The communal grief of the queer culture is unique in that it is not automatically shared with the family. It is a grief into which an individual can come of age. I remember a ten-year-old me knew nothing about the history of queer people. It isn’t taught in schools. It isn’t deemed appropriate for most audiences. Therefore, it was only when I came out myself that I began to learn and, quite without intending to, shouldered this very weight. One which my parents did not wish to know. Unlike many cultural traumas, this is not one which an individual can process with the safety of family.
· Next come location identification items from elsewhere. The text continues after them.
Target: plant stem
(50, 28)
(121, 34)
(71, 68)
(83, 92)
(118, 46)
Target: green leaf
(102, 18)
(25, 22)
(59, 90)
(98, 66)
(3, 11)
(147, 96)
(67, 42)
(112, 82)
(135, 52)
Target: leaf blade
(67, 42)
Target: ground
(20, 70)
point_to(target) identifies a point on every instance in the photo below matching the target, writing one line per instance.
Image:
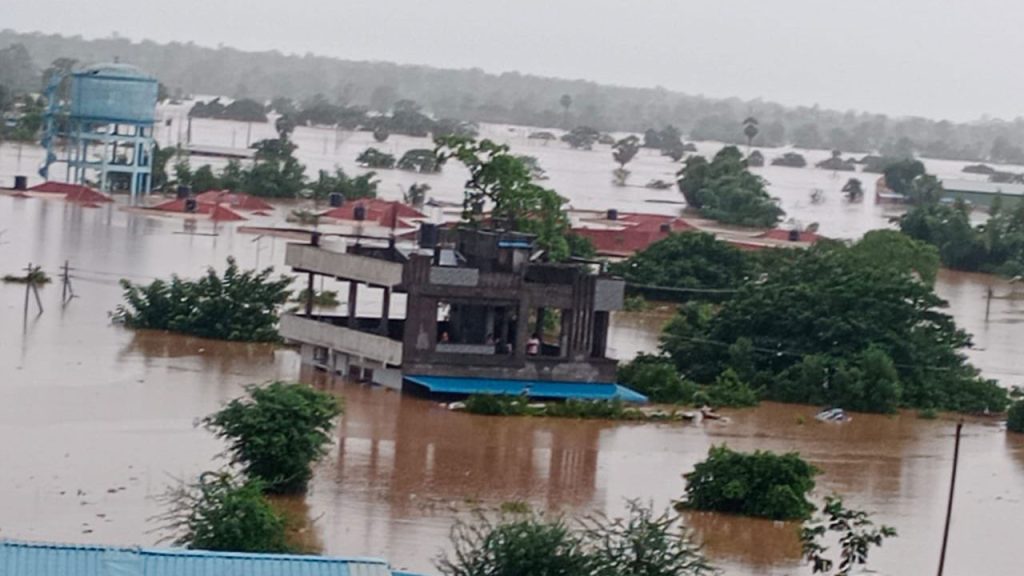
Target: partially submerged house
(30, 559)
(476, 305)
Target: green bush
(591, 409)
(656, 378)
(641, 543)
(1015, 417)
(762, 484)
(222, 513)
(236, 305)
(856, 534)
(837, 325)
(278, 433)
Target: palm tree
(751, 131)
(566, 101)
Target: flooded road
(98, 420)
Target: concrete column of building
(309, 293)
(599, 347)
(522, 329)
(353, 289)
(385, 312)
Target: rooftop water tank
(114, 93)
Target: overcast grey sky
(940, 58)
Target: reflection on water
(761, 544)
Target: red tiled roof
(56, 188)
(637, 232)
(73, 193)
(236, 200)
(383, 212)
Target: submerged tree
(237, 305)
(853, 190)
(373, 158)
(420, 160)
(566, 101)
(760, 485)
(725, 190)
(499, 178)
(278, 433)
(641, 543)
(856, 533)
(222, 513)
(416, 195)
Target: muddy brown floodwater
(97, 420)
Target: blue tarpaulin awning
(532, 388)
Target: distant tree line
(855, 326)
(473, 95)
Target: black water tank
(428, 235)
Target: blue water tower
(107, 127)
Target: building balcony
(333, 333)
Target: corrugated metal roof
(28, 559)
(532, 388)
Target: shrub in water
(278, 433)
(762, 484)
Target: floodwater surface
(98, 420)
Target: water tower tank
(114, 93)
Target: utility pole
(30, 285)
(949, 506)
(67, 291)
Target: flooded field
(98, 420)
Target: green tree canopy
(625, 150)
(237, 305)
(690, 259)
(350, 188)
(829, 319)
(761, 485)
(221, 513)
(642, 542)
(724, 190)
(278, 433)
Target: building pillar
(309, 292)
(353, 289)
(385, 312)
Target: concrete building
(33, 559)
(475, 311)
(104, 133)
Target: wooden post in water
(949, 506)
(988, 302)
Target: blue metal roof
(28, 559)
(532, 388)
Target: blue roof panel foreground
(532, 388)
(25, 559)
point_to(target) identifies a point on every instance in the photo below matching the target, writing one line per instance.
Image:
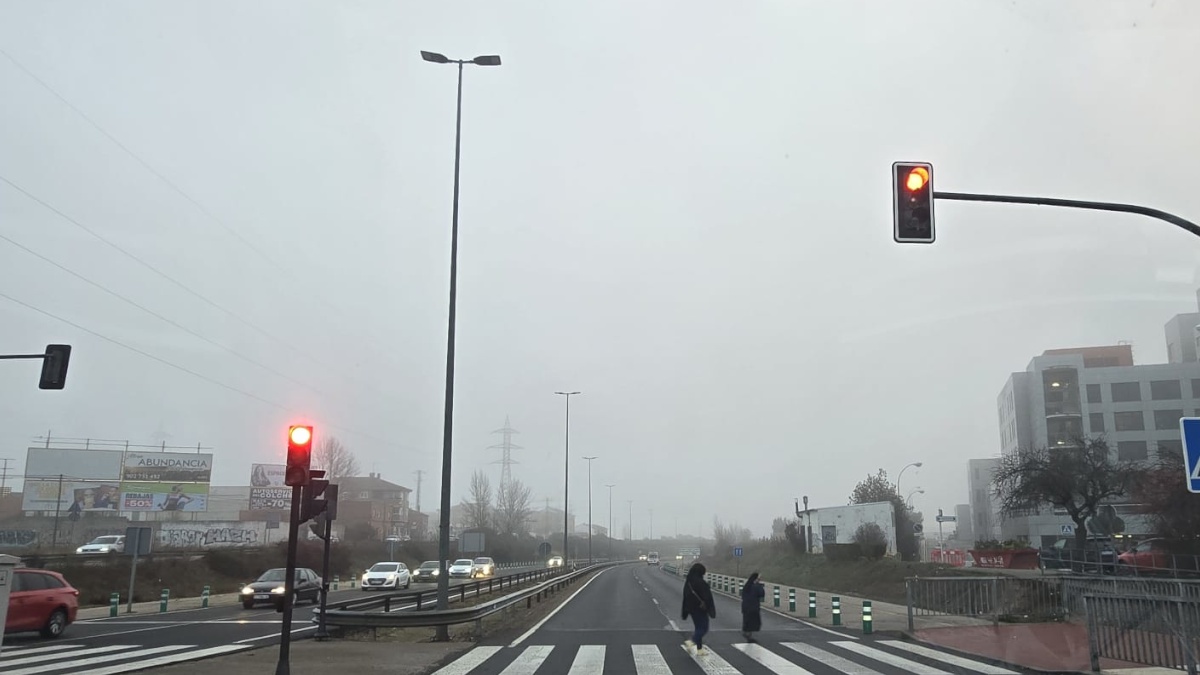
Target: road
(129, 643)
(625, 620)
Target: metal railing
(353, 615)
(1161, 632)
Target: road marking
(648, 661)
(892, 659)
(529, 661)
(551, 615)
(588, 661)
(774, 662)
(77, 664)
(831, 659)
(469, 661)
(958, 661)
(22, 659)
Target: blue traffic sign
(1189, 428)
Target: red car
(41, 601)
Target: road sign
(1189, 428)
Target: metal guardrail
(359, 617)
(1161, 632)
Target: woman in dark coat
(697, 603)
(753, 595)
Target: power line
(190, 371)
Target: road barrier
(555, 580)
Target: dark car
(41, 601)
(268, 589)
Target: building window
(1132, 451)
(1165, 390)
(1126, 392)
(1132, 420)
(1168, 418)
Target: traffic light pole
(1072, 204)
(283, 667)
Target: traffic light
(297, 471)
(54, 366)
(315, 497)
(912, 185)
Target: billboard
(267, 476)
(167, 467)
(72, 497)
(165, 496)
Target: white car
(485, 567)
(387, 575)
(462, 567)
(108, 544)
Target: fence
(1152, 631)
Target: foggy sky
(681, 209)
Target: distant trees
(879, 489)
(1077, 478)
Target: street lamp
(917, 464)
(448, 423)
(567, 466)
(610, 519)
(589, 508)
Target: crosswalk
(108, 659)
(846, 657)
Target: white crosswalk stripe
(761, 659)
(109, 659)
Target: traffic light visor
(300, 435)
(918, 178)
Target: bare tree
(513, 509)
(1078, 478)
(335, 459)
(479, 505)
In fact, for many queer teens, the family is a greater source of anxiety than not. “Coming out” is still a difficult experience because it comes with the implication that one might not be accepted. The family might deny or disown a previously loved or at least tolerated child for this perceived abnormality. Bullying and social rejection are still the norm in many schools. For these teens, the haunting history of being queer in America is a present and lasting horror.
For many, the support of a queer community is vital. Online forums and Pride events can provide much-needed support for those who are fortunate enough to access these. However, even within the community, the othering isms of racism, ableism, body shaming, and transphobia serve to further alienate those to whom the community should be a respite. Around half of transgender individuals will have attempted suicide, and well over half the community struggles with depression, anxiety, and PTSD. Homelessness and substance abuse are a greater risk when a teen could be disowned without a lifeline or individuals are forced to wrestle with their trauma alone.
Perhaps the biggest threat to the mental health of the community is the threat of stigma. There is still a stigma against mental health care today, discouraging people from seeking help for fear of being labeled “crazy” or “broken.” Many members of the community avoid the potentially lifesaving resource of therapy, knowing full and well that therapy can be a gamble if it cannot be confirmed that the therapist is an ally before the first session.
I wish I could state an easy solution to this issue, but the factors threatening the mental health of queer individuals are many and varied. It is, perhaps, the greatest hope that the fight goes on. With greater representation and education, the isolation and rejection of the community’s past and present may turn to tolerance and understanding. The community may become more welcoming even unto itself, and the current pains of rejection from the medical community may turn to competent and compassionate care as the standard. For the moment, it is important that queer individuals not simply accept the rejection, but fight to secure the care they need. They owe it to themselves and to the next generation, to whom we will be but another chapter of an inherited history.